Chapter 6: (Our birthday.)
Chapter six:
Time passed slowly and painfully. I have no idea how we were surviving it. It hurts, life hurts. We are in a war zone and nothing is safe. It doesn't if you're a man, woman, or child. We are thirteen years old now. Pietro was kinda distant lately, and he was definitely hanging out with the wrong crowd. He is trying to keep me out of it but I have my suspicions.
I think that it might be involved with Hydra. I'm not sure of course but who knows. I finally made my way into the main room of the orphanage and I saw Pietro in the corner and he was talking to a group of people.
"Happy birthday brother!" I said and he jumped up slightly.
He then turned around and stared at me before smiling. "Happy birthday little brother!" Replied Pietro and he gave me a tight hug.
"I love you." Pietro whispered in my ear. A while smile then spread across my face.

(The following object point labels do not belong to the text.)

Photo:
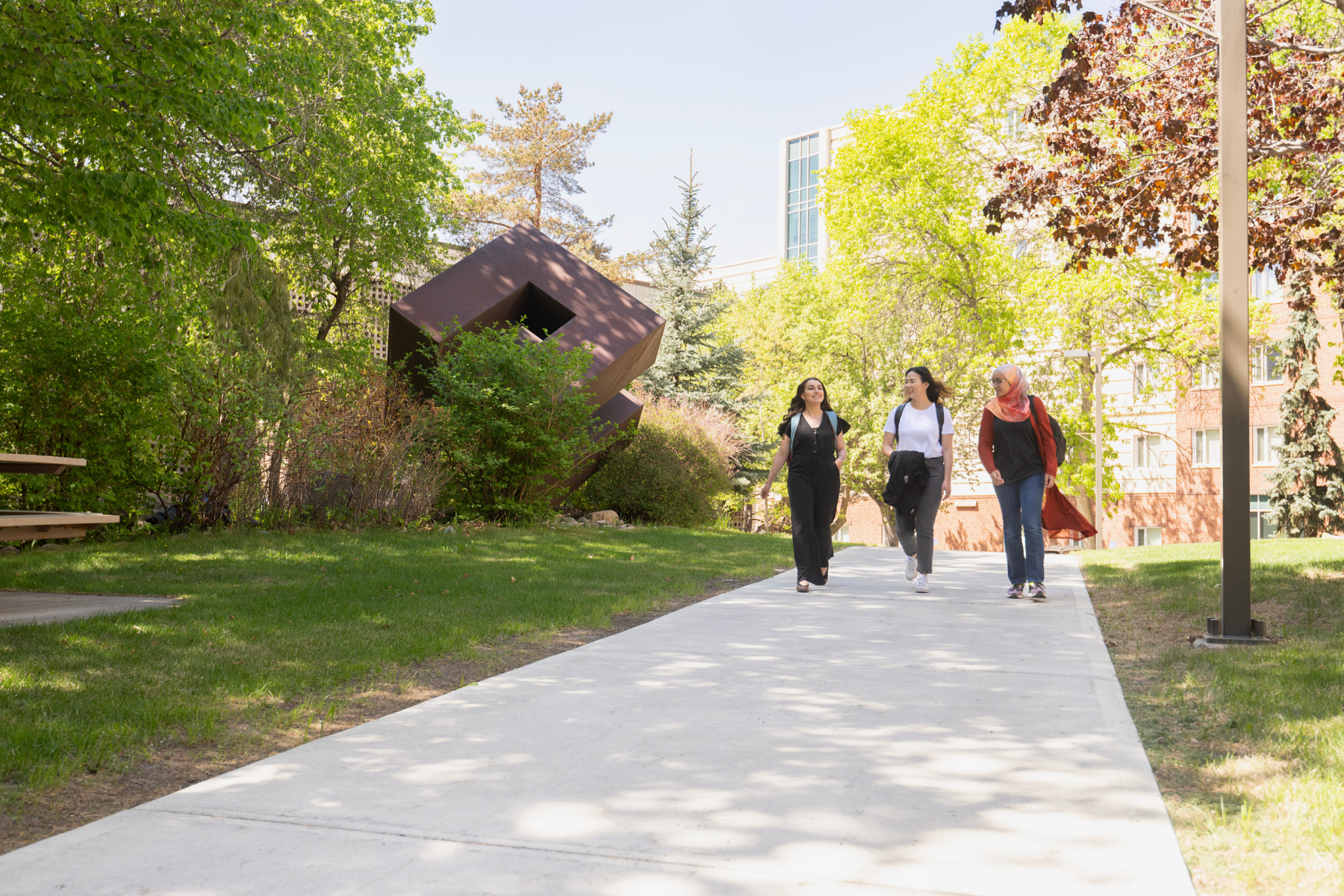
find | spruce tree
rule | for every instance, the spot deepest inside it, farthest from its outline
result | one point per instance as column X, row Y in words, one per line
column 1308, row 485
column 692, row 361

"I love you more." I replied.
We both then released each other. "So what should we do today?" I said and he just looked at me nervous before looking at the others.
"I'm sorry bro, but the guys and I have other plans. I mean you could join us but it is probably safer not to." Replied Pietro before walking away.

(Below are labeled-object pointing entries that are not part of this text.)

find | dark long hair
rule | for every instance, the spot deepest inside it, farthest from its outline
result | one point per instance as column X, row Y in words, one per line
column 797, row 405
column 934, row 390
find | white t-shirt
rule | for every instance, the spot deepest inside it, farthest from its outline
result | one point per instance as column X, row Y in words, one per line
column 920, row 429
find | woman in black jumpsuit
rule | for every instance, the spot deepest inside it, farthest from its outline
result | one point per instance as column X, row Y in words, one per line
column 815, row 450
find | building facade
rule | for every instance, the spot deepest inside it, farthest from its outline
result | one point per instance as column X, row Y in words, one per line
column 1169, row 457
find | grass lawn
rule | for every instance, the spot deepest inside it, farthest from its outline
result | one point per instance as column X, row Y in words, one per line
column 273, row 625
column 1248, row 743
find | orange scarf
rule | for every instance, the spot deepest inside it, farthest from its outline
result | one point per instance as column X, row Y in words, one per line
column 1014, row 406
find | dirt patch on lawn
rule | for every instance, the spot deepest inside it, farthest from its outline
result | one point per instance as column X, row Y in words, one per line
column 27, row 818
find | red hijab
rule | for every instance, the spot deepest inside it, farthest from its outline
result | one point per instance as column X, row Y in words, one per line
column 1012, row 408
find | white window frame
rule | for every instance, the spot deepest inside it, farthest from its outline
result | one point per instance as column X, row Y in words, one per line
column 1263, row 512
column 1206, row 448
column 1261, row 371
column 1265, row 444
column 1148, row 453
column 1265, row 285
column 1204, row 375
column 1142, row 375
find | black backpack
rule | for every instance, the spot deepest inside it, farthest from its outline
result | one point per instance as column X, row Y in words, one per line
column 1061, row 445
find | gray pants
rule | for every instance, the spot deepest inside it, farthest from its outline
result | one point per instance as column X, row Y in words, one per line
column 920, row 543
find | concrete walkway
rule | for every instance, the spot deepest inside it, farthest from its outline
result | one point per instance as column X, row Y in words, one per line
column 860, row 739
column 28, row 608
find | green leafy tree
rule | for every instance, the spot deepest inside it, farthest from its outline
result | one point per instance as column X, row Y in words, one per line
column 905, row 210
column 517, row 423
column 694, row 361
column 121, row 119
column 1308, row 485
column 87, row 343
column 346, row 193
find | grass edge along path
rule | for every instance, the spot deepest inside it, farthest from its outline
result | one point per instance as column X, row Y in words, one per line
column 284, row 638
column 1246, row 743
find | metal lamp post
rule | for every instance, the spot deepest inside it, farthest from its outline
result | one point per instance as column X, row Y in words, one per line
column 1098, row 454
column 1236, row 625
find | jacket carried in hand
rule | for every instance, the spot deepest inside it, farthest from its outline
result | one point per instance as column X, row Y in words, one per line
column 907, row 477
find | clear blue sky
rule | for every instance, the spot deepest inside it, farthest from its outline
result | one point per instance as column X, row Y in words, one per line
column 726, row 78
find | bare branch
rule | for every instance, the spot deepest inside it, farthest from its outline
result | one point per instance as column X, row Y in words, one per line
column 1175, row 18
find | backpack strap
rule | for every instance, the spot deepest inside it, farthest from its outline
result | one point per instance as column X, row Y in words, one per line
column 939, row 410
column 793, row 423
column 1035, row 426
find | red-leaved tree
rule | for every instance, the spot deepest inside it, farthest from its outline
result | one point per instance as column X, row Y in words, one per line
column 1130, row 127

I just smiled knowing that he was trying to protect me. "No thanks, I'm good. I'll see you later tonight still, right?" I said.

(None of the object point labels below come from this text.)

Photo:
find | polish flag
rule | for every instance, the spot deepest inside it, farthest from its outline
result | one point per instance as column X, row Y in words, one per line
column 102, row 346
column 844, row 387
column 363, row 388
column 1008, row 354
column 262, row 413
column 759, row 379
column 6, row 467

"Yeah of course, see you later bro." Replied Pietro before he joined the others.
I was a little disappointed but it was fine.
I then headed out of the room and accidentally ran into the matron of the orphanage. She then looked down at me.
"I'm so sorry Matron, I wasn't looking where I was going." I said with tears in my eyes.
"It's alright small one, come with me let's talk about what is troubling our birthday boy." She replied.
After she shuts the door she just looked at me. "So who hurt my small child?" She said.
"It's just that Pietro and I used to talk about everything together and now we aren't even close anymore. I know that it is probably normal... I just feel so alone in this world and on our birthday as well and it sucks." I replied with tears in my eyes.
She then took a deep breath and obviously held herself back from saying something cruel. "Look Travis, I want to be honest with you. Siblings are difficult especially after the trauma you went through together. He is going through a difficult rebellious phase but no matter what you are still his first priority. I've seen it myself so don't worry." She said.
That helped me feel better, and I knew that she was right. It's just my hormones made me emotional. It doesn't actually make it easier though.
"Thank you Matron, I appreciate it. I just want to be alone for a bit in order to think." I replied.
The world and life is a lot harder than I expected. I don't think I want this anymore but I would be a idiot to give up. I just hoped that it would get easier but I feel like I haven't seen the hardest part yet.